Wow! Great information! My 81 year old mother has suffered from CHF for alamost 15 years and in the last 5 yrs been dealing with AFib. They have tried twice in the last two years to start her on Amioderone, but both times have had disasterous effects.. The first time, two years ago, the drug left her extremely dizzy, nauseous and weak. She was only able to tolerate it for approx two weeks and nearly bed-ridden for the entire time. This last time they tried to start amioderone, despite my better judgement (I thought she may have been allergic) and it lasted approx 3 days, when she started having V-Tac events. Two in three days. thankfully she has a AICD impnated and it saved her life. They have since taken her off the Amioderone and have recommended AV Nod Ablation.. scheduled for tomorrow.. we will see
While the second electro says ablation,he did not inform us that it could cause sudden cardiac death,a risk after the ablation,he only said that my Mom needed to do something.He said that she would go to bed and not wake back up.The SCD can happen from 2-90 days after the ablation.
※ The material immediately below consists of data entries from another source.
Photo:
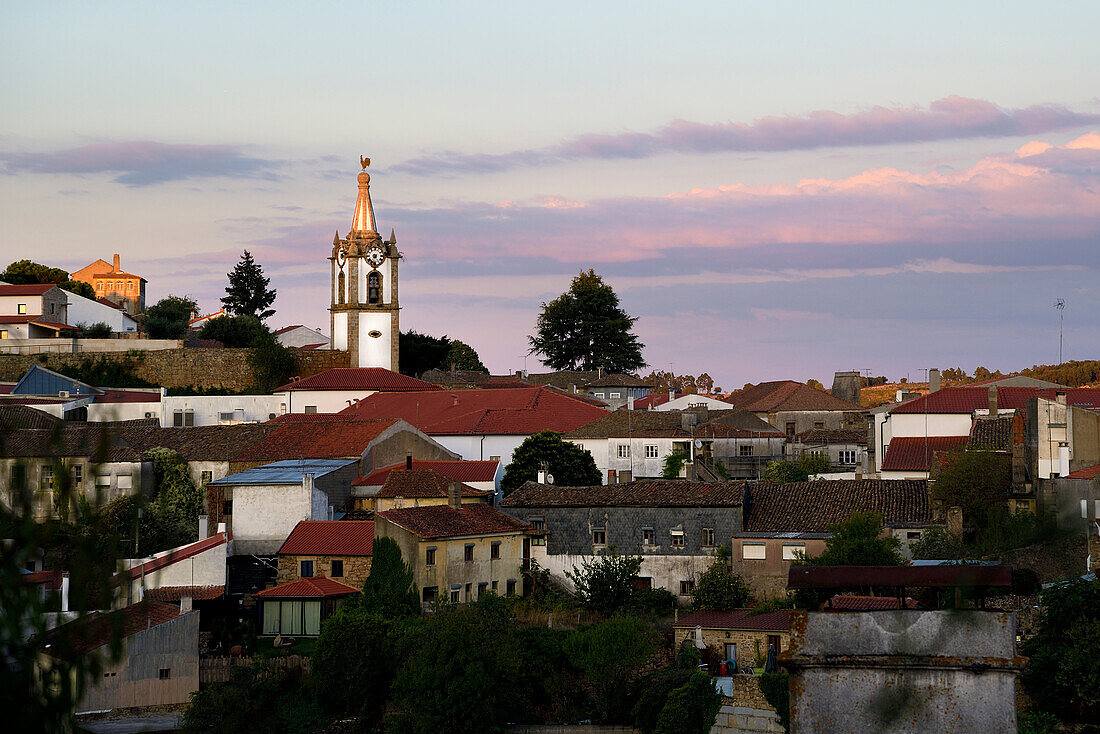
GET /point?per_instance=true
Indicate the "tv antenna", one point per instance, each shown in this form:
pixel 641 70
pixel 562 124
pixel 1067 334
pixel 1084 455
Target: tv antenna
pixel 1060 305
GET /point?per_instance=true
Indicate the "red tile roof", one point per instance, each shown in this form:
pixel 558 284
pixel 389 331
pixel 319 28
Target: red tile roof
pixel 316 437
pixel 173 594
pixel 509 411
pixel 310 588
pixel 851 603
pixel 378 379
pixel 460 471
pixel 787 395
pixel 330 537
pixel 968 400
pixel 446 522
pixel 86 634
pixel 1088 472
pixel 25 289
pixel 916 452
pixel 778 621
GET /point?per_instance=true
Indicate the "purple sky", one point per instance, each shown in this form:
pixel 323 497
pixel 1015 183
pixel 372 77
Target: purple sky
pixel 776 190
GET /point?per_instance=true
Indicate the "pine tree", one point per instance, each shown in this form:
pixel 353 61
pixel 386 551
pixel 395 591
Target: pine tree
pixel 248 293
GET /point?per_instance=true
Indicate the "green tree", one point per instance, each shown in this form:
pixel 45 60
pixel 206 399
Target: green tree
pixel 248 293
pixel 463 357
pixel 419 352
pixel 606 583
pixel 976 481
pixel 233 330
pixel 391 590
pixel 569 463
pixel 463 676
pixel 585 329
pixel 611 655
pixel 721 590
pixel 167 318
pixel 690 709
pixel 1063 675
pixel 857 541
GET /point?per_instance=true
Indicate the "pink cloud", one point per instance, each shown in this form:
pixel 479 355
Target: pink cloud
pixel 950 118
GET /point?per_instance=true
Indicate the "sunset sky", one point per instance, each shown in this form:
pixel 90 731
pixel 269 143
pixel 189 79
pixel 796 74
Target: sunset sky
pixel 776 190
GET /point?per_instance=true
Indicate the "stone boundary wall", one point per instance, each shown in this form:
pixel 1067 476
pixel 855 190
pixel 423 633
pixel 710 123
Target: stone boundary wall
pixel 202 369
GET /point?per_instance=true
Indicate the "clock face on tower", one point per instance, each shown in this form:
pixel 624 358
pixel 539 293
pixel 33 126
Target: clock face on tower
pixel 375 256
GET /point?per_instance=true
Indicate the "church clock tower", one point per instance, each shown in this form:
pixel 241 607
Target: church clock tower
pixel 364 308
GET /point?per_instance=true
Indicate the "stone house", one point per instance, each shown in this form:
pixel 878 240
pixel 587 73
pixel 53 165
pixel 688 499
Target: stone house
pixel 328 549
pixel 459 551
pixel 674 525
pixel 736 635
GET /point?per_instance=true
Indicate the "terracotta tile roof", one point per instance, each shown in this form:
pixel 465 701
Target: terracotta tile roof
pixel 778 621
pixel 173 594
pixel 424 483
pixel 86 634
pixel 517 411
pixel 447 522
pixel 968 400
pixel 330 537
pixel 787 395
pixel 310 588
pixel 993 434
pixel 851 603
pixel 460 471
pixel 378 379
pixel 916 452
pixel 832 436
pixel 316 439
pixel 25 289
pixel 1088 472
pixel 813 506
pixel 638 493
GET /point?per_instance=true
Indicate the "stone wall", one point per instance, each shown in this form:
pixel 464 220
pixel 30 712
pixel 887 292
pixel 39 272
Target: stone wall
pixel 202 369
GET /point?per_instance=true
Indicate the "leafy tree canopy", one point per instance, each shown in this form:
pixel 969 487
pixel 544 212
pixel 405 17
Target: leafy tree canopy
pixel 976 481
pixel 248 293
pixel 167 318
pixel 569 463
pixel 585 329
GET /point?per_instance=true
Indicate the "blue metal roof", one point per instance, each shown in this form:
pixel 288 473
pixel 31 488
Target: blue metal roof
pixel 285 472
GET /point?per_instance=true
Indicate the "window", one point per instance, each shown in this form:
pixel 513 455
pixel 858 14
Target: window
pixel 792 550
pixel 754 551
pixel 374 287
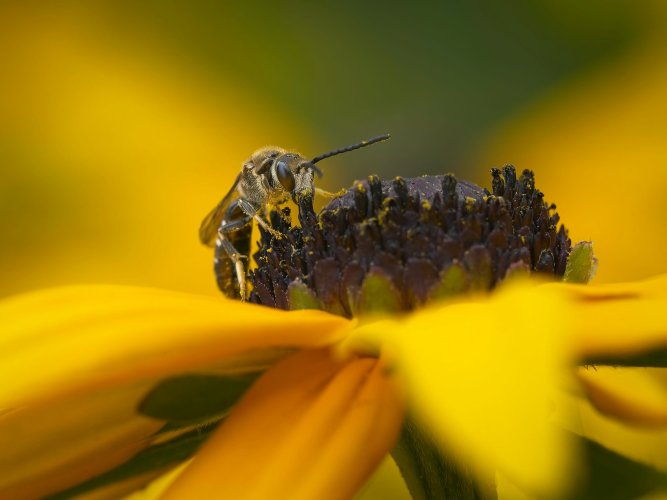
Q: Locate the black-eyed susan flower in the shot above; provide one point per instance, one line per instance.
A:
(106, 388)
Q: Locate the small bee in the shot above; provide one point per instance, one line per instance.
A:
(270, 177)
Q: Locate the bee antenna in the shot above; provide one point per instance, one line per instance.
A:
(362, 144)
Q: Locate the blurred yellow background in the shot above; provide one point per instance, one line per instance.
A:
(123, 123)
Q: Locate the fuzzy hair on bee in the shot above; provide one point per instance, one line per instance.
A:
(270, 177)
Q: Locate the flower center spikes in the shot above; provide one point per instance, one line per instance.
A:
(395, 245)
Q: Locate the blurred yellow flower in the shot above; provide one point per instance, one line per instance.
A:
(112, 148)
(599, 142)
(77, 364)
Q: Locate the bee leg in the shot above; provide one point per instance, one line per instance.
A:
(327, 194)
(236, 258)
(251, 211)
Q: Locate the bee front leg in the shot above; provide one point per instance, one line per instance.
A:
(327, 194)
(251, 211)
(222, 243)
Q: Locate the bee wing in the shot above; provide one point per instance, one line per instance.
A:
(208, 230)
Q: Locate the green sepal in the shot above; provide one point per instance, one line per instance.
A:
(430, 474)
(453, 280)
(610, 476)
(581, 263)
(477, 260)
(195, 397)
(653, 358)
(301, 297)
(153, 458)
(378, 294)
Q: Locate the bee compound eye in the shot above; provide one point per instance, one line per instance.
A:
(285, 176)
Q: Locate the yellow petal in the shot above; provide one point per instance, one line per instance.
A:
(108, 181)
(310, 428)
(620, 319)
(66, 340)
(48, 448)
(632, 395)
(481, 375)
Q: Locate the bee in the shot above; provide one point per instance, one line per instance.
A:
(270, 177)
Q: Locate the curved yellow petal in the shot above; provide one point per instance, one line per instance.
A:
(312, 427)
(61, 341)
(481, 375)
(619, 319)
(48, 448)
(631, 395)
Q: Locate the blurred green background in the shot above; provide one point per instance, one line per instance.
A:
(123, 123)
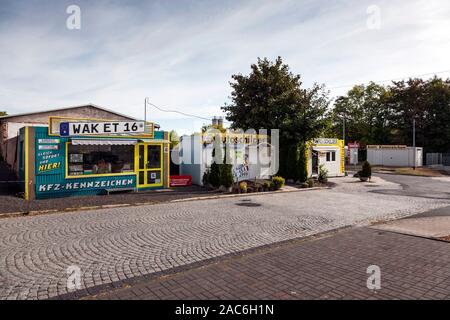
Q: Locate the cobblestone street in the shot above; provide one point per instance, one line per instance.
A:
(330, 268)
(121, 243)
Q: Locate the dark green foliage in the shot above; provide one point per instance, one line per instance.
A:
(377, 114)
(302, 164)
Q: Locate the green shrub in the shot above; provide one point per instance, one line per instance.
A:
(323, 174)
(277, 182)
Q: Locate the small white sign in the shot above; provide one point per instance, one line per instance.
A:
(48, 141)
(48, 147)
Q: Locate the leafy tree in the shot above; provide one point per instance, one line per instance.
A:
(366, 114)
(214, 175)
(271, 97)
(302, 166)
(428, 102)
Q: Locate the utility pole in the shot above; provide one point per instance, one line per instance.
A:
(145, 110)
(343, 129)
(414, 143)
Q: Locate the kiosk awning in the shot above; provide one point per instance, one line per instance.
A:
(103, 142)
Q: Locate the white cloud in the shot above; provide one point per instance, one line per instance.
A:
(182, 54)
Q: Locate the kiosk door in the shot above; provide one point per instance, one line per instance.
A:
(149, 165)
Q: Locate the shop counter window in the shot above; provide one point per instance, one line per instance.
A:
(331, 156)
(100, 159)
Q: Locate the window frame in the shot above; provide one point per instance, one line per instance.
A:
(95, 175)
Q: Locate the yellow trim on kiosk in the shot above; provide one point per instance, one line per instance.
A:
(145, 170)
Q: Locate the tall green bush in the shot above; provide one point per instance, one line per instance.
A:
(226, 170)
(366, 171)
(302, 164)
(214, 176)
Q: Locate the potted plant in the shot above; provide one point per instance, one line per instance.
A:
(366, 172)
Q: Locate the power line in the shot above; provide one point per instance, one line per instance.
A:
(395, 79)
(180, 112)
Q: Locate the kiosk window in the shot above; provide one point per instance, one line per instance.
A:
(331, 156)
(100, 159)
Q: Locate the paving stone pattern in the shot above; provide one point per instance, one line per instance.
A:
(121, 243)
(330, 268)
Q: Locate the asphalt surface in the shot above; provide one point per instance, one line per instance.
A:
(115, 245)
(416, 186)
(422, 187)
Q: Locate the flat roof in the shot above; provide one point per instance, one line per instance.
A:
(72, 107)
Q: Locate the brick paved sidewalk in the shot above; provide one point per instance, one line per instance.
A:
(329, 268)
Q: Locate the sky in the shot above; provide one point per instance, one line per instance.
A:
(182, 54)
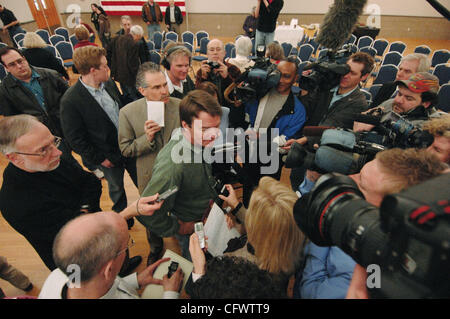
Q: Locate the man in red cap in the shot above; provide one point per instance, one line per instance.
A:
(415, 100)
One study had several that died in a rather short time after having the AV Node ablation. http://content.onlinejacc.org/cgi/content/full/40/1/105/T2
This site also doesnt recommend the AV Node ablation, http://atrialfibrillationblog.com/av-node-ablation-why-you-shouldnt-have-it/
My Moms health isnt the best,she has HBP and is a diabetic.She also has an enlarged heart,has for many years.
I and her both want to do waht is the safest and best thing to do.
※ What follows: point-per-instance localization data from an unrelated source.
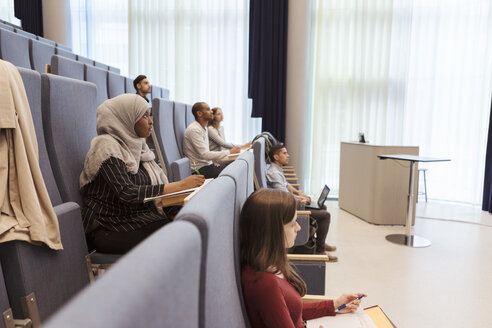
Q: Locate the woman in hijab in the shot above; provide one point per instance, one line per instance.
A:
(119, 173)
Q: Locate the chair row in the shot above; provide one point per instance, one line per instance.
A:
(187, 274)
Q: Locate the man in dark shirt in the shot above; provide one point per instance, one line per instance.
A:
(142, 86)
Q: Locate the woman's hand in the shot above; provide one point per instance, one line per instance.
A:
(246, 145)
(192, 181)
(347, 298)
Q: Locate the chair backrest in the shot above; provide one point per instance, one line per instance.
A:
(215, 205)
(6, 27)
(67, 67)
(260, 163)
(99, 77)
(114, 69)
(53, 276)
(189, 115)
(162, 112)
(69, 125)
(14, 48)
(85, 60)
(32, 84)
(155, 92)
(116, 84)
(4, 300)
(40, 38)
(40, 55)
(64, 47)
(65, 53)
(129, 88)
(164, 293)
(179, 124)
(249, 158)
(165, 93)
(101, 65)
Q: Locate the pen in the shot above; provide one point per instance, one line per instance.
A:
(341, 307)
(196, 168)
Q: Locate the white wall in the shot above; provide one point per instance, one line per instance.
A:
(57, 22)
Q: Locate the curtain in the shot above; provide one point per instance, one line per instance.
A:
(30, 12)
(100, 31)
(197, 50)
(487, 183)
(268, 63)
(7, 12)
(406, 73)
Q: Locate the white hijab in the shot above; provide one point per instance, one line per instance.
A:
(116, 119)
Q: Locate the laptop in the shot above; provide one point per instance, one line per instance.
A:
(321, 200)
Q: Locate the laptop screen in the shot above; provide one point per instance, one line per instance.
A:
(323, 196)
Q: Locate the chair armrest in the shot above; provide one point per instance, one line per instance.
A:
(315, 298)
(308, 257)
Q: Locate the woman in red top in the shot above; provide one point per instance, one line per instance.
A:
(272, 289)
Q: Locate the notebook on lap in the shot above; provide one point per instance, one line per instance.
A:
(321, 200)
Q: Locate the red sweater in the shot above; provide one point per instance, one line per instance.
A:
(273, 302)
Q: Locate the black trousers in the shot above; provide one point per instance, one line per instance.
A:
(212, 171)
(113, 242)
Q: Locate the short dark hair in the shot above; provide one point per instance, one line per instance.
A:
(137, 80)
(196, 108)
(274, 150)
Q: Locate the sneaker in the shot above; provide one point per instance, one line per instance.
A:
(329, 248)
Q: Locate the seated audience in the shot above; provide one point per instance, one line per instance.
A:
(276, 180)
(216, 136)
(196, 146)
(142, 85)
(272, 289)
(119, 173)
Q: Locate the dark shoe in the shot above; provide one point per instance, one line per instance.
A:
(329, 248)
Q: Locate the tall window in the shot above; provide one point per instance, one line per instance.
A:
(408, 73)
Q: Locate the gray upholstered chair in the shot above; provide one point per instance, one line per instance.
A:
(215, 205)
(248, 157)
(14, 48)
(189, 115)
(40, 38)
(129, 88)
(116, 84)
(85, 60)
(155, 92)
(99, 77)
(67, 67)
(40, 55)
(65, 53)
(260, 164)
(114, 69)
(177, 167)
(179, 124)
(157, 284)
(101, 65)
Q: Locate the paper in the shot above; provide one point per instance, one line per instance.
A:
(378, 317)
(357, 319)
(177, 193)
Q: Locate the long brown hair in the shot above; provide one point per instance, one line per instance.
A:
(262, 240)
(213, 122)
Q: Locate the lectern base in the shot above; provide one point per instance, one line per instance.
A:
(412, 241)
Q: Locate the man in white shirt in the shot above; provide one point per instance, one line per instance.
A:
(196, 146)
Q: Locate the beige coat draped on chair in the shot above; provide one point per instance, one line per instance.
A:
(26, 210)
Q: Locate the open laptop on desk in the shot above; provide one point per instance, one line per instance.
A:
(321, 200)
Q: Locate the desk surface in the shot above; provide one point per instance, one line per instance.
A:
(413, 158)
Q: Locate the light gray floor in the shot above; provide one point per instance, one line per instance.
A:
(448, 284)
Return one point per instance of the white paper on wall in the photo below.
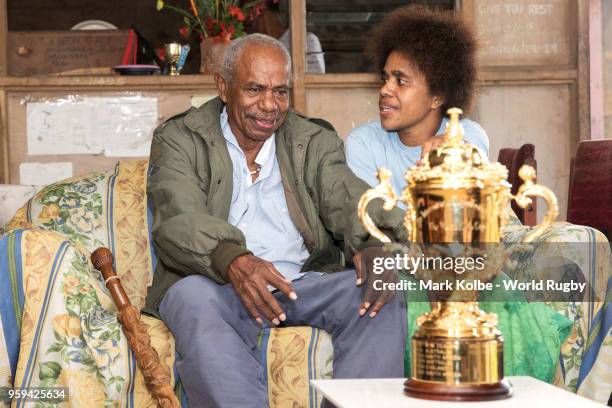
(116, 126)
(41, 174)
(59, 127)
(12, 197)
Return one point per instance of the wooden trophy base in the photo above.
(444, 392)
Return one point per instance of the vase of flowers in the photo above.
(217, 22)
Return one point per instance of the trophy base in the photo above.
(468, 392)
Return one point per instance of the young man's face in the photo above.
(257, 97)
(404, 99)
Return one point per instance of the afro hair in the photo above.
(439, 43)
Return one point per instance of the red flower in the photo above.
(210, 24)
(235, 11)
(184, 31)
(161, 53)
(225, 35)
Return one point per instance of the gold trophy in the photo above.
(173, 52)
(457, 197)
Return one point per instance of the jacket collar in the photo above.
(205, 122)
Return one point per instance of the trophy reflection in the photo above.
(457, 199)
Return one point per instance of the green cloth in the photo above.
(532, 332)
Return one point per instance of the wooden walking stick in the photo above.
(156, 377)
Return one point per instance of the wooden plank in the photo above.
(297, 24)
(596, 64)
(4, 147)
(581, 120)
(47, 52)
(108, 82)
(3, 37)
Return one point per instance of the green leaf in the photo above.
(49, 370)
(55, 348)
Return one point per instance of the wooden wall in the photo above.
(533, 87)
(607, 66)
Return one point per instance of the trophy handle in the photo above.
(410, 215)
(383, 190)
(522, 198)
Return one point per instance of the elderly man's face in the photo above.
(257, 97)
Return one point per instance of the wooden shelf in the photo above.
(44, 83)
(489, 76)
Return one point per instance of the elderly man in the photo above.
(251, 203)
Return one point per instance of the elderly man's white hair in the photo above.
(234, 51)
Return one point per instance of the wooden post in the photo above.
(297, 24)
(596, 69)
(3, 37)
(3, 99)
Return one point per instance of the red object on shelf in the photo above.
(590, 192)
(131, 48)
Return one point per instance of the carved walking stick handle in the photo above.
(157, 378)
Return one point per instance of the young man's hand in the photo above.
(250, 277)
(374, 298)
(430, 145)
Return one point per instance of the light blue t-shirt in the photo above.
(369, 147)
(259, 208)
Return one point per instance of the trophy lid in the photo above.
(456, 164)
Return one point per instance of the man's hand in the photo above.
(430, 145)
(250, 277)
(372, 298)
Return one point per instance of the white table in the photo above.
(388, 393)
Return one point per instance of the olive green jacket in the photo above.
(190, 191)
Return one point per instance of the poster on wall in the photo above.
(42, 174)
(114, 126)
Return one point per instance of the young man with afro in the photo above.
(427, 65)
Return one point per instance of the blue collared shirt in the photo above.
(259, 208)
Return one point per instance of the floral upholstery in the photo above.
(62, 319)
(58, 325)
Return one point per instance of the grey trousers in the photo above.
(218, 358)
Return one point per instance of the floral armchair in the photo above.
(58, 323)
About the amiodarone,I have done research on it and some doctors will not use it,I also read that a university hospital will not use it either.
The internist that told her it was dangerous is quite stubborn and isnt the kind to tell someone this unless he thought it was the right thing to do.The side effects of amiodarone can be deadly and have killed several people,some withing a few weeks.ARDS being the most severe and quick.
The thing with amiodarone is that once the side effects start,there isnt much one can do until the drug gets out of the system,that can take weeks or months.
The AV Node ablation makes the person pacemaker dependent,the heart no longer beats on its own,if it does,it is called a rescue rate,it runs at about 40 beats per minute,if it does that.
We just want to do the right thing and AV Node ablation is a last resort from the info that I have found.
Amiodarone is also a last resort,if there are other drugs that could be used,that may be the best thing to so.The problem is,no one has really tried to see if other drugs will help.
That is what makes it hard to really know what to do.
The part about him not telling us the risks of the ablation is what makes one not know if he can be trusted.